Last update: December 8th, 2019 at 7:00 am
The most active volcano in the Hawaiian island chain the Pu‘u ‘Ō‘ō eruption of Kilauea, has been going on almost continuously for more than three decades. The lava flows location and intensity have varied over the years. An episode can fluctuate too, sometimes making a glowing appearance at the surface and other times staying hidden from view in subsurface lava tubes.
Sometimes when the lava enters the ocean, the event makes a spectacular show of island-building. The last time flow from Kilauea poured into the Pacific was 2013.
The most recent episode stems from the “61g” flow, which started during an eruption in May 2016, progressed down the flank of the mountain, and has been flowing into the sea since late July.

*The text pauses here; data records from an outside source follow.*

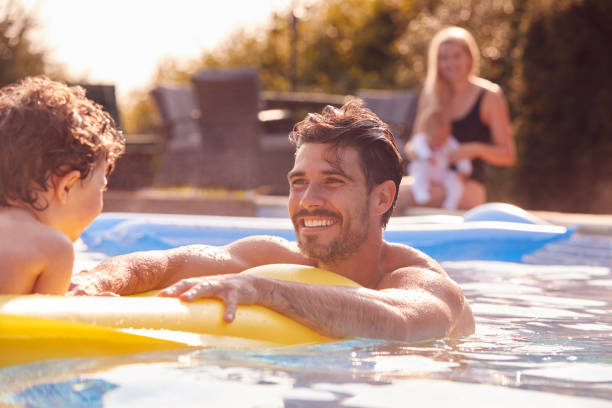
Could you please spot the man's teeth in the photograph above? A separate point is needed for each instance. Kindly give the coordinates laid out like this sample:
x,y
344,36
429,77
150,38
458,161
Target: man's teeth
x,y
318,223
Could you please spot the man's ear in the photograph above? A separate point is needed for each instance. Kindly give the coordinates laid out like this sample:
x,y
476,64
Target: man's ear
x,y
382,196
63,185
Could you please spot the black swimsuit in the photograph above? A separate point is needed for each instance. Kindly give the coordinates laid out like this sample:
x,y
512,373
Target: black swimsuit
x,y
471,129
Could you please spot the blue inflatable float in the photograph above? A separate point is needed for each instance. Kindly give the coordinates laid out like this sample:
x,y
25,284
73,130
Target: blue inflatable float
x,y
494,231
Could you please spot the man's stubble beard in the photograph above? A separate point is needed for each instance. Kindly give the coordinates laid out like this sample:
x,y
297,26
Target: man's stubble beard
x,y
340,248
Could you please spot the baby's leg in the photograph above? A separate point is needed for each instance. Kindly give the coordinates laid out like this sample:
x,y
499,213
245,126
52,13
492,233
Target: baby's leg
x,y
453,185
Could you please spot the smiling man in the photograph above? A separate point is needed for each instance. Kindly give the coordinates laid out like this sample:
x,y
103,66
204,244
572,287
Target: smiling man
x,y
343,188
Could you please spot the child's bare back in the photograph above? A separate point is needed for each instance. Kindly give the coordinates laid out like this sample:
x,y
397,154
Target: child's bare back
x,y
34,257
56,149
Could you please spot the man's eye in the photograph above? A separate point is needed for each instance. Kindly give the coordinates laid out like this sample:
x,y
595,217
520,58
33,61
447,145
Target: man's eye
x,y
334,181
297,182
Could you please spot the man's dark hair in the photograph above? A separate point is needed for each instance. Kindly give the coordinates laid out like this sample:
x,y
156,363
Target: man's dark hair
x,y
46,129
352,125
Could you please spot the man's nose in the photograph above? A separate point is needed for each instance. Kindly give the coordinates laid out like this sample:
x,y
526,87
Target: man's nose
x,y
312,196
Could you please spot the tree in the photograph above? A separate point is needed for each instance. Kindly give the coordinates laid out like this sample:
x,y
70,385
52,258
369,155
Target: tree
x,y
18,57
564,99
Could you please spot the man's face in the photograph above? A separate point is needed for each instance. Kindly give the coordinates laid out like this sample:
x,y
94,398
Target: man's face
x,y
328,202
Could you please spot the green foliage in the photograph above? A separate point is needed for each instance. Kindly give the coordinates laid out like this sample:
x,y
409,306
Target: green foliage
x,y
18,58
553,59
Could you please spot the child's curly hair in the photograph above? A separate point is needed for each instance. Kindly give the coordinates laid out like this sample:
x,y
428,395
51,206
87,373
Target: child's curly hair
x,y
46,129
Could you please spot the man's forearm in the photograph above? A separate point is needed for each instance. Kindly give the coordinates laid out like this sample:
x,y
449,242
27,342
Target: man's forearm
x,y
352,312
124,274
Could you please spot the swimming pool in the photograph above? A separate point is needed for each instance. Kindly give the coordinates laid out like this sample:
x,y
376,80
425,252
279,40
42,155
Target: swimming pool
x,y
544,336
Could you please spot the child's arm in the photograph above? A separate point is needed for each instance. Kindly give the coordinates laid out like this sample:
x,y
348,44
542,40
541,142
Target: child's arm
x,y
55,277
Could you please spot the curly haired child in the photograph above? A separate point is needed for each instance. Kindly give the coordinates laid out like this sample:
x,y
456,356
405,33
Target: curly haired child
x,y
56,150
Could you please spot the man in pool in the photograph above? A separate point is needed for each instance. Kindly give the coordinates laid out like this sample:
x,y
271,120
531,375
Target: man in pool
x,y
343,188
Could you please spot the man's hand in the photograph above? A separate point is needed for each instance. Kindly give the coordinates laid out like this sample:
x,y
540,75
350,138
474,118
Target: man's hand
x,y
232,289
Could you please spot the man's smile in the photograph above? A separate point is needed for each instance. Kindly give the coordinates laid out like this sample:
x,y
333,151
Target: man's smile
x,y
317,222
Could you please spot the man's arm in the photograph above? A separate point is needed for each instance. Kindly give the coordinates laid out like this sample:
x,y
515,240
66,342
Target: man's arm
x,y
411,304
143,271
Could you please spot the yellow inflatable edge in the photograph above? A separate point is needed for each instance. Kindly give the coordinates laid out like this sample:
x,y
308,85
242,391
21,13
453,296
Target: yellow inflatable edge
x,y
38,327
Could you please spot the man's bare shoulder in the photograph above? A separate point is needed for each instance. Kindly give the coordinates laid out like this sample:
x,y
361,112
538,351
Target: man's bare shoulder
x,y
400,256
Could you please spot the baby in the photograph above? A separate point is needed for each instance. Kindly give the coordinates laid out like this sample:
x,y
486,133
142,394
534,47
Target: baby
x,y
432,165
56,149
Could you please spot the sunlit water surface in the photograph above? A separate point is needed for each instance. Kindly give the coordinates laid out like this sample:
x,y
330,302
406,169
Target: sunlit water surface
x,y
544,336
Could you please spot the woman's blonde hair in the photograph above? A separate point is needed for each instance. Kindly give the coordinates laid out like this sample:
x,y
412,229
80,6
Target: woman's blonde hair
x,y
436,90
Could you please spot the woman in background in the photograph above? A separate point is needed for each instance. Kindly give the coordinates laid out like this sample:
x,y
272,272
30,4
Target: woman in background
x,y
478,111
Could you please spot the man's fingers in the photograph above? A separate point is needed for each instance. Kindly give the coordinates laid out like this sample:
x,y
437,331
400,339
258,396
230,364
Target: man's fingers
x,y
230,310
178,288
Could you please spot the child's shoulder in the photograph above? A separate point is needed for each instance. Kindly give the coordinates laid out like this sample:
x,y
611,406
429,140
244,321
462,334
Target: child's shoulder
x,y
21,231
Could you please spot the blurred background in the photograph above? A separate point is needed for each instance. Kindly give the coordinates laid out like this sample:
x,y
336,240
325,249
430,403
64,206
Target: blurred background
x,y
168,71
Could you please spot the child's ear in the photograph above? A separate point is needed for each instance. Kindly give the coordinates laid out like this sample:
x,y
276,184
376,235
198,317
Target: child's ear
x,y
383,196
63,185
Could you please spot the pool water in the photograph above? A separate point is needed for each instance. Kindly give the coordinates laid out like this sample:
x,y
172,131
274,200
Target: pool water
x,y
544,336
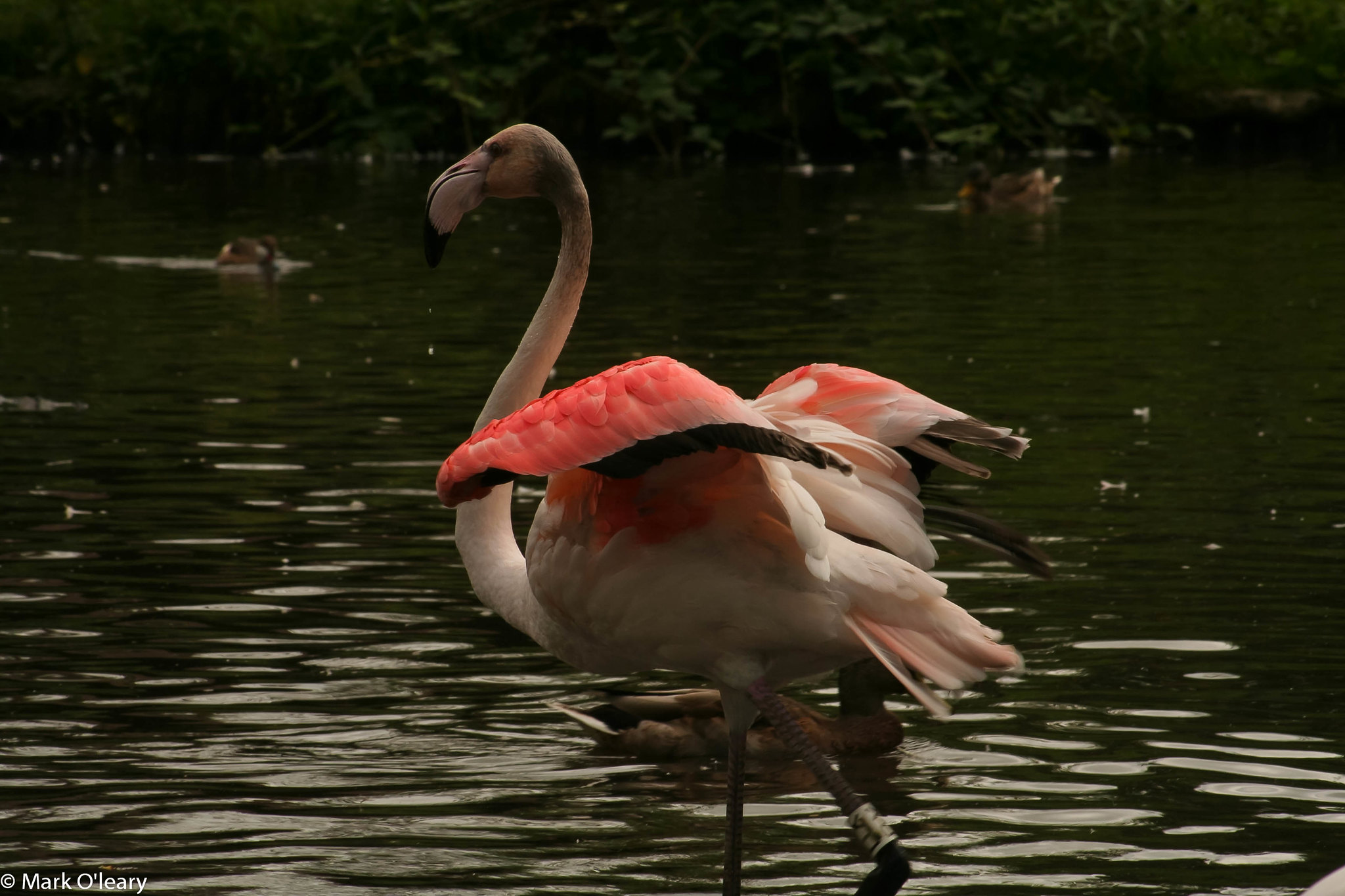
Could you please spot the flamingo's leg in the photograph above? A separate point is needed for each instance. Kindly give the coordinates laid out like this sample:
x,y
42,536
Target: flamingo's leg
x,y
870,828
740,712
734,815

The Advanced Land Imager (ALI) on NASA’s Earth Observing-1 satellite acquired this natural-color image of the event on November 13, 2016.
The gray areas in the picture show nearly the whole flow field, including lava that has accumulated since 1983. The active flow in this image starts at a vent just east of the Pu‘u ‘Ō‘ō crater. Ground-based research suggests that it moves southeast and southward through lava tubes below the surface. The active flow might be hidden from view in this image, but breakouts have sporadically appeared at the surface in the past few months. The signature of a recent surface breakout is the lighter gray area at the base of the pali (cliff). A false-color image from the same day shows that this area is still warmer than usual; so too are the crater and the land where lava enters the sea.